Rapid7 PAN-OS bugs, Veeam RCE, Seedworm DLL hijacks
Rapid7’s Managed Detection and Response team observed real‑world exploitation of Palo Alto Networks’ PAN‑OS GlobalProtect authentication bypass (CVE‑2026‑0257) across multiple customers as early as May 17, 2026. The vulnerability lets unauthenticated attackers establish VPN connections, prompting Rapid7 to urge urgent patching despite its medium CVSS rating.
Veeam disclosed a critical remote‑code‑execution vulnerability (CVSS 9.4) in Service Provider Console that could be triggered through enabled alarm script execution. The flaw, reported via HackerOne, is mitigated by disabling the script execution flag or upgrading to version 9.2.1 (build 33875). Administrators are urged to patch immediately.
Iran‑linked Seedworm (MuddyWater) ran an espionage campaign in early 2026 against nine organizations across nine countries, abusing legitimate Fortemedia fmapp.exe and SentinelOne sentinelmemoryservice.exe binaries to sideload malicious DLLs. The loaders delivered ChromElevator, stealing browser credentials and data, while a Node.js script orchestrated the attack.
Microsoft identified a supply‑chain attack where a threat actor published 14 malicious npm packages that typo‑squat popular OpenSearch and Elastic libraries. The packages execute a preinstall hook to steal AWS credentials, HashiCorp Vault tokens, CI/CD pipeline secrets, and npm publish tokens for further exploitation.
Profero researchers uncovered an Iranian state‑directed persona, Cyber Isnaad Front, that reprogrammed industrial control systems and deployed malware to wipe Windows servers in Israeli factories during a cease‑fire, using OT sabotage as a low‑cost continuation of conflict. The campaign shows how cyber attacks fill the gaps between kinetic wars.
A detailed blog post reveals BoldTealLayer’s multi‑stage attack chain, featuring a legitimate signed host that side‑loads a malicious DLL which launches a Lua engine to bypass Windows defenses and inject a .NET payload. The author provides IOCs, YARA rules, and mitigation guidance.

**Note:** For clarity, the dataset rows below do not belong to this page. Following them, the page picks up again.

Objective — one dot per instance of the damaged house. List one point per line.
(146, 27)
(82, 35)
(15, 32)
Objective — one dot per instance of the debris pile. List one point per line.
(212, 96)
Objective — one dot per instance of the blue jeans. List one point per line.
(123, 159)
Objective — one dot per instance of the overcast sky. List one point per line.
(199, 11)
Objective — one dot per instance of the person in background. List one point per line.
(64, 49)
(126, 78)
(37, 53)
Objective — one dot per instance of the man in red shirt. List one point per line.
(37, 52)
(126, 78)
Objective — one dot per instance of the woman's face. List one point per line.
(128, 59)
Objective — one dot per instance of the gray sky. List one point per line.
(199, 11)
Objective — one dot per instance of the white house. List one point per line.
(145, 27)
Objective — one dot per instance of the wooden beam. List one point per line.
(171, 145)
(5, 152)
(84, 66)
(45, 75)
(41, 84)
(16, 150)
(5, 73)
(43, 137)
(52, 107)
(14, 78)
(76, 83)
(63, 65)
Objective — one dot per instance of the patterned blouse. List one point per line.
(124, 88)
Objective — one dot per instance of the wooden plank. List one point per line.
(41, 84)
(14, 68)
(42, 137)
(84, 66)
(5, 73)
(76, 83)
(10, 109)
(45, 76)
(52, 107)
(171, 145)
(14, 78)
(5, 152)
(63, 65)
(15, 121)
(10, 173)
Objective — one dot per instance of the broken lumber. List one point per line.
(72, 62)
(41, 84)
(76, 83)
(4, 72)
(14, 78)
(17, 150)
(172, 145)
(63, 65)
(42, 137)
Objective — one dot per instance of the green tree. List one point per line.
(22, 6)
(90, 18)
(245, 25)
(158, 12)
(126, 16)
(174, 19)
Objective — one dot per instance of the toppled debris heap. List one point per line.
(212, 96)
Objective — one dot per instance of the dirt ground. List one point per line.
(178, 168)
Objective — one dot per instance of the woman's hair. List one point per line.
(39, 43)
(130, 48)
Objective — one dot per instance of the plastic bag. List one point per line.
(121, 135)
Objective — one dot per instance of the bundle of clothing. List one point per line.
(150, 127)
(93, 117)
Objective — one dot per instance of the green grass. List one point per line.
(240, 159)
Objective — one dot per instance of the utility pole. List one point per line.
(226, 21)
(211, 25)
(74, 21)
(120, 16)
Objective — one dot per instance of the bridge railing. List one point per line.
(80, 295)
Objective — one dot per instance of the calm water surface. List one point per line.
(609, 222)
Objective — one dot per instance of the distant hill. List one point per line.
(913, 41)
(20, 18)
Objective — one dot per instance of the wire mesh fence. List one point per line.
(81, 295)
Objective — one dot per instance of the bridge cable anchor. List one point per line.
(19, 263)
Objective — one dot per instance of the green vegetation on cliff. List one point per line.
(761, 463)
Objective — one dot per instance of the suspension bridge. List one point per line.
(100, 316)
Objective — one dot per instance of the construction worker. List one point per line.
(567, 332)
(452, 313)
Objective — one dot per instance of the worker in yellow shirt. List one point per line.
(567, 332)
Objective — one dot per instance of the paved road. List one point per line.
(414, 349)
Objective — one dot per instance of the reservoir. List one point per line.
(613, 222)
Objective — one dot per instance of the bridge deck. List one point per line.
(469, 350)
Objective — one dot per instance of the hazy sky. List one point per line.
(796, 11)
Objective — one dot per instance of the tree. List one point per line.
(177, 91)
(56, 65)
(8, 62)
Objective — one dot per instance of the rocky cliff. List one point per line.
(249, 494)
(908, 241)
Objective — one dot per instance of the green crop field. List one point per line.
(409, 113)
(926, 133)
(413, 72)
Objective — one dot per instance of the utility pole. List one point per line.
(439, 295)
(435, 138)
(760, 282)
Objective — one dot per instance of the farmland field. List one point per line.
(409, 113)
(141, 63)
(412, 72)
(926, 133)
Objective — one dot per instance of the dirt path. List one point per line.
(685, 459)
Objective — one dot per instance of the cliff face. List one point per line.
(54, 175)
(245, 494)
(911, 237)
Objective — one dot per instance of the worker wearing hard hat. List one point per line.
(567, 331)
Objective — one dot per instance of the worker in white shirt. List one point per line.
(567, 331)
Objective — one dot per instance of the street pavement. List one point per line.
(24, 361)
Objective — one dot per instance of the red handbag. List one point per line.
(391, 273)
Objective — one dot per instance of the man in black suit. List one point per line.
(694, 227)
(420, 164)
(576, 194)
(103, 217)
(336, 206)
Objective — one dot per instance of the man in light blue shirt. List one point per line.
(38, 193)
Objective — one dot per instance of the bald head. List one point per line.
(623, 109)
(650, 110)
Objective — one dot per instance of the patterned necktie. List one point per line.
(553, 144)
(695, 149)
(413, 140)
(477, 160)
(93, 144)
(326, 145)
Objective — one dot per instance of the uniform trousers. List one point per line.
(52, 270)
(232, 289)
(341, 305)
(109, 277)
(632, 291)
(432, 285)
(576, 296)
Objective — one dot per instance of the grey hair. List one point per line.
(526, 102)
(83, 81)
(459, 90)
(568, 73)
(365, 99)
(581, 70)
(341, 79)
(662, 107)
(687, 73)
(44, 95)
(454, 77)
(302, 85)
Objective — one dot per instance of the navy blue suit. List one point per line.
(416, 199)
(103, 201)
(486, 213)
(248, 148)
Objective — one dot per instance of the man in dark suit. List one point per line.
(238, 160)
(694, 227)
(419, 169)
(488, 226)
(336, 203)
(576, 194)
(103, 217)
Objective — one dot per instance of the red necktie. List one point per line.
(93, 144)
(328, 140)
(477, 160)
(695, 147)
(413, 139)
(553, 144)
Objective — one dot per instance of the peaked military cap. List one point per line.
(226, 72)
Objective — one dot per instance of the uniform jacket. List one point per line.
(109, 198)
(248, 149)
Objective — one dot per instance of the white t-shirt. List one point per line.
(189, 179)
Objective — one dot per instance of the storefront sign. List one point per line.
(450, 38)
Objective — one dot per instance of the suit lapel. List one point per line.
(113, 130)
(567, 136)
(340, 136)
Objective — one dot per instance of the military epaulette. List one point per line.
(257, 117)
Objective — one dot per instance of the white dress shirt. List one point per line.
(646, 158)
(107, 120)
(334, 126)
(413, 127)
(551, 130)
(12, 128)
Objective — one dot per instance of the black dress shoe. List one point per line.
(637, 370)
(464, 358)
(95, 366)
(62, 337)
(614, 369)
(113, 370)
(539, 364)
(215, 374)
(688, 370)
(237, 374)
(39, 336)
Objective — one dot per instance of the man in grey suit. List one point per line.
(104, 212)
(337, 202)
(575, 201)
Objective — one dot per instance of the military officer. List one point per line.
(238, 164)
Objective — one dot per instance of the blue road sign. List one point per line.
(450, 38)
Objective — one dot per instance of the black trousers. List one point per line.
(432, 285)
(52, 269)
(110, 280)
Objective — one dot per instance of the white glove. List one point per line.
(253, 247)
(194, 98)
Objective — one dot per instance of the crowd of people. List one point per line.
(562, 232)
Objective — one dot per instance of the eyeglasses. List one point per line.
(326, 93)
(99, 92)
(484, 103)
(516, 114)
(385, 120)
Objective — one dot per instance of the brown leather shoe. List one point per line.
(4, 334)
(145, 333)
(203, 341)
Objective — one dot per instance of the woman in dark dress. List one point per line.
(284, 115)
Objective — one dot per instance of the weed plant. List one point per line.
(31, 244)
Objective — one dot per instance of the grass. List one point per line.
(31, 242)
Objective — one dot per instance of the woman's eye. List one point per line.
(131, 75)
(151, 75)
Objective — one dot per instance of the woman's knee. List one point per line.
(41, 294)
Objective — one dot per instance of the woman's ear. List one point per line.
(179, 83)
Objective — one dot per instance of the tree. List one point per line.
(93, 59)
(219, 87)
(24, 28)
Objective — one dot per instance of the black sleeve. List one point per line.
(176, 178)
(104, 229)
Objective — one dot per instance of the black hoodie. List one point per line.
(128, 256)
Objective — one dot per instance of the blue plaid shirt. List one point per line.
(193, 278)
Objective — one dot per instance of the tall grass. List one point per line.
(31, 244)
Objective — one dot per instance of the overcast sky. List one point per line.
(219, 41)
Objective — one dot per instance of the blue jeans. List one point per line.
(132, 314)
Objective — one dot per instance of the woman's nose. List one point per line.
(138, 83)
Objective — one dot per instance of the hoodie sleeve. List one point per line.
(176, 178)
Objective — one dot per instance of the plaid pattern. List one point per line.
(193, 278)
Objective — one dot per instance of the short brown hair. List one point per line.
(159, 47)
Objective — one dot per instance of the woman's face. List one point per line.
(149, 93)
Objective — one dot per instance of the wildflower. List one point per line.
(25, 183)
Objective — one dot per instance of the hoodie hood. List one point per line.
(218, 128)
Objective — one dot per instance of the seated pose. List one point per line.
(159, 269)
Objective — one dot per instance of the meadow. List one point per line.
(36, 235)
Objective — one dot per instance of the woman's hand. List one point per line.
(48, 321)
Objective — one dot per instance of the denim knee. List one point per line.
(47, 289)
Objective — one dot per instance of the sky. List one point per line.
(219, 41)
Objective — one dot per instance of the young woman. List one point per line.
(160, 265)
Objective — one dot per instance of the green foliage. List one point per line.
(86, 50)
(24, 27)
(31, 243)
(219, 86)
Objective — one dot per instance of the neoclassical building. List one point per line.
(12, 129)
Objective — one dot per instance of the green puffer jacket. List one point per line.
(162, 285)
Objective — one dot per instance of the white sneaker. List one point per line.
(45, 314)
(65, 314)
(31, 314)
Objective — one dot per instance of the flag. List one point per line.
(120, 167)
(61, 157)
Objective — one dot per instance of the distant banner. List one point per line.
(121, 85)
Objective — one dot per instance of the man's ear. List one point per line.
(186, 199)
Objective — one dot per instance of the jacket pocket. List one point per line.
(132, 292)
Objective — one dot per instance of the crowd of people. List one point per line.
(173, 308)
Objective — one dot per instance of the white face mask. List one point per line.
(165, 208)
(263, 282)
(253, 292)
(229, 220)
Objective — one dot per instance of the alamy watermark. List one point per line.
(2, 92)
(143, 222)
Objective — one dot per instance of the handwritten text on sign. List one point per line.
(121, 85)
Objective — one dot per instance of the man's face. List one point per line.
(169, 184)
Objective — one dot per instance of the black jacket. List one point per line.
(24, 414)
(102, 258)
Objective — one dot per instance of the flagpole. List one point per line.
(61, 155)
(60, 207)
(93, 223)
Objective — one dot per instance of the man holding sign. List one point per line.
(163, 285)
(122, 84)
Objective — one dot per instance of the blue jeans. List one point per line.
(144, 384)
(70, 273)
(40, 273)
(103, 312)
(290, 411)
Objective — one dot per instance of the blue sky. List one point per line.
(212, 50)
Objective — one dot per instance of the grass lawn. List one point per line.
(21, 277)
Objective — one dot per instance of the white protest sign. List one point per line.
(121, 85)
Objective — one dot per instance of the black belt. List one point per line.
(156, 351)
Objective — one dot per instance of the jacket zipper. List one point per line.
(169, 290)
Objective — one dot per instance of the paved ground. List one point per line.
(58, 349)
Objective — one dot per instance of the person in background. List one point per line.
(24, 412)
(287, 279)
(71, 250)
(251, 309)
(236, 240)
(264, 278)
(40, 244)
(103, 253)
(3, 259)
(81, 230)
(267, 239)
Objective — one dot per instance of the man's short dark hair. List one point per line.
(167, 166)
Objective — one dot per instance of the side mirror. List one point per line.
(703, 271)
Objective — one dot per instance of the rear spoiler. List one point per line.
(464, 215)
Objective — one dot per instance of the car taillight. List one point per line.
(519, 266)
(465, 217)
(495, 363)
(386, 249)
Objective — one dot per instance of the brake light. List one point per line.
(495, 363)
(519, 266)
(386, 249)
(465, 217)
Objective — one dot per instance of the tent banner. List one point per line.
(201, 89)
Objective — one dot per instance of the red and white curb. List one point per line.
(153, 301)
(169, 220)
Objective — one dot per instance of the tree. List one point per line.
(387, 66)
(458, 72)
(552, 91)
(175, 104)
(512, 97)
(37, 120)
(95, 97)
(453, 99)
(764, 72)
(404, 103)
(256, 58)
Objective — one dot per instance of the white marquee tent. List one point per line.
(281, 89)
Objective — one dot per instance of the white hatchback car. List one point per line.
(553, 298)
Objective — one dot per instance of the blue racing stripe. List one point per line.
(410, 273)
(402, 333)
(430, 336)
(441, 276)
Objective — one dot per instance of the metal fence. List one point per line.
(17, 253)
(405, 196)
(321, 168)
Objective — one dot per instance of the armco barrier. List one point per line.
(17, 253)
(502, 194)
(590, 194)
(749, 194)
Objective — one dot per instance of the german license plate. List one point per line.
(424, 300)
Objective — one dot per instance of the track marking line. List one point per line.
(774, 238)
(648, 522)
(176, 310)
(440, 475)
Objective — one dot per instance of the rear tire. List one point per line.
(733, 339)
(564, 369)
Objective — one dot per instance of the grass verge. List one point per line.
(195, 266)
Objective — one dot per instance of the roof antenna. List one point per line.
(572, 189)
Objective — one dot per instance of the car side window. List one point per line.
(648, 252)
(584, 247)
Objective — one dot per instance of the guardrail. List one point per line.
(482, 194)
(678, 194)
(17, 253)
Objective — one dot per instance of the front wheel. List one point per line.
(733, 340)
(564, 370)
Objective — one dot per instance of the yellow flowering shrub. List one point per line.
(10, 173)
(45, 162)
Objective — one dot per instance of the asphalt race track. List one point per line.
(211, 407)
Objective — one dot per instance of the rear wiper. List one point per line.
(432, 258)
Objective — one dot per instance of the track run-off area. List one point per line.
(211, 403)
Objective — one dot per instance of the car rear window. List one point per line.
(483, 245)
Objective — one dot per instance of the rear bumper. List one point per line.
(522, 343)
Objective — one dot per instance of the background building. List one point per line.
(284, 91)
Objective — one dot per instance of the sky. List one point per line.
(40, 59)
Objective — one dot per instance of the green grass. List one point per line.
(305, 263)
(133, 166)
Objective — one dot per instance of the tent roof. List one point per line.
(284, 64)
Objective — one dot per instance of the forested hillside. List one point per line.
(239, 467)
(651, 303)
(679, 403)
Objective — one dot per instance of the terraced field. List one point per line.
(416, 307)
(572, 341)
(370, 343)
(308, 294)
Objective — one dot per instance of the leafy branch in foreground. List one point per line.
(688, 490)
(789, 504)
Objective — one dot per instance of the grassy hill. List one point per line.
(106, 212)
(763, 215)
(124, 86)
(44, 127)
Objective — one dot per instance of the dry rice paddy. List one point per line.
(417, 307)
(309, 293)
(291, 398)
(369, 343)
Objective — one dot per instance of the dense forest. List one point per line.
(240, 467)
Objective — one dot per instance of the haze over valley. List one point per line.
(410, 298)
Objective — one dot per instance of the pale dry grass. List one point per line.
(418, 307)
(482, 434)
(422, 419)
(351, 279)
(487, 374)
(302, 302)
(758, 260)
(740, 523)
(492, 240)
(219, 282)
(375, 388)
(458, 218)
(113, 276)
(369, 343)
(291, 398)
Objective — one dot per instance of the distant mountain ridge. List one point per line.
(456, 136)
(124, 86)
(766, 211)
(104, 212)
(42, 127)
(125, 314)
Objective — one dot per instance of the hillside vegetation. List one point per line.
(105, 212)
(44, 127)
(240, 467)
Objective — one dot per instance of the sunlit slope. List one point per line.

SANS ISC reports an unknown RAT infection that delivered NetSupport Manager RAT via the SmartApeSG ClickFix campaign. The initial RAT communicated with a C2 server on TCP 443 and later dropped malicious NetSupport files, establishing persistence on Windows hosts. Indicators include varied domains, hashes, and C2 IPs.
The article benchmarks over 3,000 DNS resolvers to compare DoH, DoT, DoQ, and DoH3, highlighting performance, privacy, and compatibility differences. It explains that while DoH shields queries from ISP snooping, it cannot mitigate attacks from compromised or malicious resolvers. The piece also outlines DNS hijacking risks inherent to unencrypted DNS.
The article explains how data center infrastructure, sold as neutral cloud and AI support, underpins government fusion centers that merge police, immigration and criminal data, effectively creating a digital panopticon. Privacy advocates warn this unremarkable hardware enables mass monitoring with little oversight.
The UN human rights office warns that blocking children from social media is insufficient, urging platforms to embed safety by design, enforce strict age verification, and conduct child‑rights impact assessments. It stresses that bans can be bypassed and push youth toward riskier, unregulated digital spaces.
Matthew Green’s blog details a weekend project exploring the signed, encrypted “thinking” blobs returned by Claude and OpenAI APIs. The blobs enable cryptographic verification and secure, privacy‑preserving LLM reasoning, suggesting a path toward auditable AI inference.
MalShark is an MCP‑based server that lets AI clients run tshark analyses on PCAPs via natural‑language prompts, producing structured IOC reports. Its detection rules were tuned and benchmarked against real malware captures from malware‑traffic‑analysis.net, ensuring practical relevance.
NVIDIA released SkillSpector, an open‑source scanner that analyzes AI agent skill packages for security flaws, malicious patterns, and supply‑chain risks. It supports multiple formats, runs static and LLM‑semantic checks, and outputs reports in JSON, Markdown, SARIF and more, helping developers vet skills before deployment.
A security researcher shows how to find a vulnerable driver not on Microsoft’s blocklist, use it to strip Protected Process Light from LSASS, and dump its memory while XOR‑obfuscating the dump to evade current EDR solutions. The step‑by‑step guide covers driver selection, exploitation and stealth techniques.